Question

A number is divisible by which number, if the number formed by the last three digits of the original number is divisible by $8$.
A. Three
B. Four
C. Eight
D. Seven

Answer 1

Hint: The divisibility rule of number $8$ states that a number is divisible by $8$ if the number formed by the last three digits of the number is divisible by $8$. For example, for the number $15840$, it is quite tough to determine at a glance whether it is divisible by $8$ or not. But using the divisibility rule of $8$, we can easily observe that the number formed by the last three digits of$15840$, i.e$840$ is divisible by $8$ (as $8 \times 105 = 840$), so, according to the statement of divisibility test of$8$, we can say that $15840$ is also divisible by $8$.

Complete step by step answer:
It is given that a number has its last three digits in the form such that the number formed by the last three digits is divisible by $8$. That is the digits at hundredth place, tenth place and units place form a number which is divisible by $8$. So, let us consider the number $N$ of the form,
$N = {a_0} + 10{a_1} + 100{a_2} + 1000{a_3} + ..... + {10^n}{a_n} - - - - \left( 1 \right)$,
where ${a_0}$ is the digit at the unit's place, ${a_1}$ is the digit at tens place, ${a_2}$ is the digit at hundreds place, and so on.

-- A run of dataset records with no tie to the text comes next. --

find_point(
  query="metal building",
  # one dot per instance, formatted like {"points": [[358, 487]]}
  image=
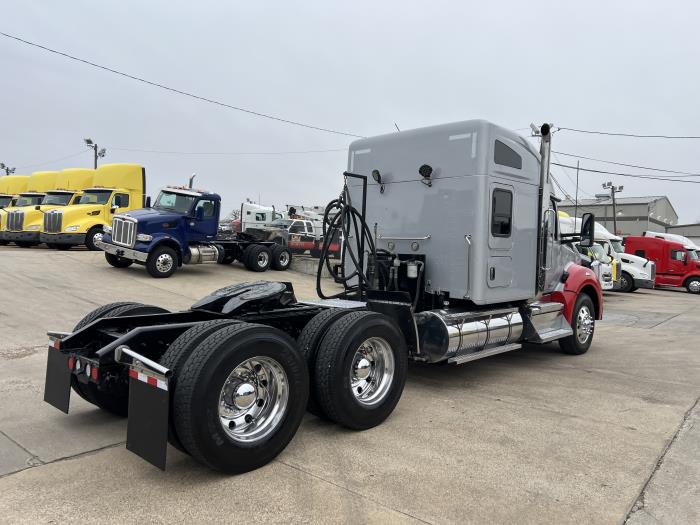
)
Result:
{"points": [[692, 231], [635, 215]]}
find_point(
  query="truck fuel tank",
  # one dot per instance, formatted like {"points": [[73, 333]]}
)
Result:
{"points": [[203, 253], [445, 334]]}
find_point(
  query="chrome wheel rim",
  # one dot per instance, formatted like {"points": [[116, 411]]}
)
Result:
{"points": [[164, 262], [253, 400], [372, 371], [584, 325]]}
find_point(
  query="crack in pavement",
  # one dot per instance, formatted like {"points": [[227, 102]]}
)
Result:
{"points": [[640, 503], [57, 460], [356, 493]]}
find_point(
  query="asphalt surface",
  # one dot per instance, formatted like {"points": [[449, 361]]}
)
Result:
{"points": [[532, 436]]}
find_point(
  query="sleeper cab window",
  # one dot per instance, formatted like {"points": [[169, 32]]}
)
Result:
{"points": [[506, 156], [501, 212]]}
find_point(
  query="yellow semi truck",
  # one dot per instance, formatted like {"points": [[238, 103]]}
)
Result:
{"points": [[10, 188], [69, 185], [115, 187], [38, 184]]}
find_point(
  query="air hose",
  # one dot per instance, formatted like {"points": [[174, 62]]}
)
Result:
{"points": [[345, 223]]}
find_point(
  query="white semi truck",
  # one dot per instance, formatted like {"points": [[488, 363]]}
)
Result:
{"points": [[452, 252]]}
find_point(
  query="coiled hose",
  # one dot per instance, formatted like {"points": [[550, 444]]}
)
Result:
{"points": [[343, 221]]}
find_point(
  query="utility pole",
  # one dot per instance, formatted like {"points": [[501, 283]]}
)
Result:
{"points": [[98, 152], [613, 190], [6, 169], [576, 202]]}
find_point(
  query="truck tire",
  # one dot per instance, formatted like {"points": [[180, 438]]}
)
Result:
{"points": [[162, 262], [626, 283], [308, 343], [94, 234], [361, 369], [176, 355], [118, 262], [115, 403], [240, 397], [693, 285], [258, 258], [281, 258], [583, 325]]}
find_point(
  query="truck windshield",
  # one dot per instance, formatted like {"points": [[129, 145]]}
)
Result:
{"points": [[28, 200], [95, 197], [617, 246], [57, 199], [174, 202], [281, 223]]}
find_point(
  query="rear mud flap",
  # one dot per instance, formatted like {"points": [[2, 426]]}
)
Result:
{"points": [[147, 428], [58, 376]]}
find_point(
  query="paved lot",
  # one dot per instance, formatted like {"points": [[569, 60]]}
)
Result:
{"points": [[532, 436]]}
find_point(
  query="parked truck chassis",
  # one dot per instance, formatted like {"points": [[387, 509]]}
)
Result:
{"points": [[228, 380]]}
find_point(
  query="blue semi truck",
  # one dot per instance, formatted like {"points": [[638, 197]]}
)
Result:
{"points": [[181, 228]]}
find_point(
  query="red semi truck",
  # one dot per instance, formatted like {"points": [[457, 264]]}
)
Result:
{"points": [[676, 265]]}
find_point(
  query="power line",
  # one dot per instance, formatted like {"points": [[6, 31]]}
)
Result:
{"points": [[232, 153], [635, 135], [52, 161], [179, 91], [628, 165], [633, 175]]}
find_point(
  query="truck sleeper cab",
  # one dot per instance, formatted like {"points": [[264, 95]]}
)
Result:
{"points": [[229, 379], [181, 228], [677, 265], [115, 187]]}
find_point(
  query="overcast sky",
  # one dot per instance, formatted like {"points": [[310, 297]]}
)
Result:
{"points": [[353, 66]]}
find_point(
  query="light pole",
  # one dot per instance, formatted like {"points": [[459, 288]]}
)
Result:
{"points": [[613, 190], [6, 169], [98, 152]]}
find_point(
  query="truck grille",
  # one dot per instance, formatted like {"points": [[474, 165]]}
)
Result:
{"points": [[53, 221], [15, 221], [123, 231]]}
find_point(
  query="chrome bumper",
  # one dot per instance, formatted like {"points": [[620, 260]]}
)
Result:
{"points": [[122, 251], [644, 283]]}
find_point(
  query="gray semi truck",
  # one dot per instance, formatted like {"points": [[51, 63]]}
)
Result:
{"points": [[451, 253]]}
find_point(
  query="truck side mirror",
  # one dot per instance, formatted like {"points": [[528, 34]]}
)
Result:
{"points": [[587, 230]]}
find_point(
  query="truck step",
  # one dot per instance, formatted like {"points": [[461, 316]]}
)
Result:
{"points": [[473, 356], [553, 335]]}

Now, it is given that the last three digits form a number which is divisible by $8$.
Therefore, ${a_0} + 10{a_1} + 100{a_2} = 8k - - - \left( 2 \right)$
Where, k is any constant.
Now, from equations $\left( 1 \right)$ and $\left( 2 \right)$,
$ \Rightarrow N = 8k + 1000{a_3} + {10^4}{a_4} + ..... + {10^n}{a_n}$
Taking $1000$ common from the coefficients of ${a_3},{a_4},{a_5},......,{a_n}$,
$ \Rightarrow N = 8k + 1000[{a_3} + 10{a_4} + 100{a_5} + ..... + {10^{(n - 3)}}{a_n}]$
Taking $8$common from all the terms, we get,
$ \Rightarrow N = 8[k + 125\{ {a_3} + 10{a_4} + 100{a_5} + ..... + {10^{(n - 3)}}{a_n}\} ]$
$ \Rightarrow N = 8C$, where $C = [k + 125\{ {a_3} + 10{a_4} + 100{a_5} + ..... + {10^{(n - 3)}}{a_n}\} ]$
Dividing both sides of the equation by $8$, we get,
$ \therefore \dfrac{N}{8} = C$
Therefore, dividing $N$ by $8$ gives us a constant. Hence, it is divisible by $8$.

Therefore, option C is correct.

Note:The divisibility rules of various numbers help a lot in calculations in any kind of problem, let it be arithmetic, algebra or geometry. The divisibility rules of the numbers are quite simple and easy to remember and pretty quick and fast to implement, large numbers can be identified whether it is divisible by a certain number or not instead of trying by hidden trial method, which saves a lot of time, which is a crucial factor in exams.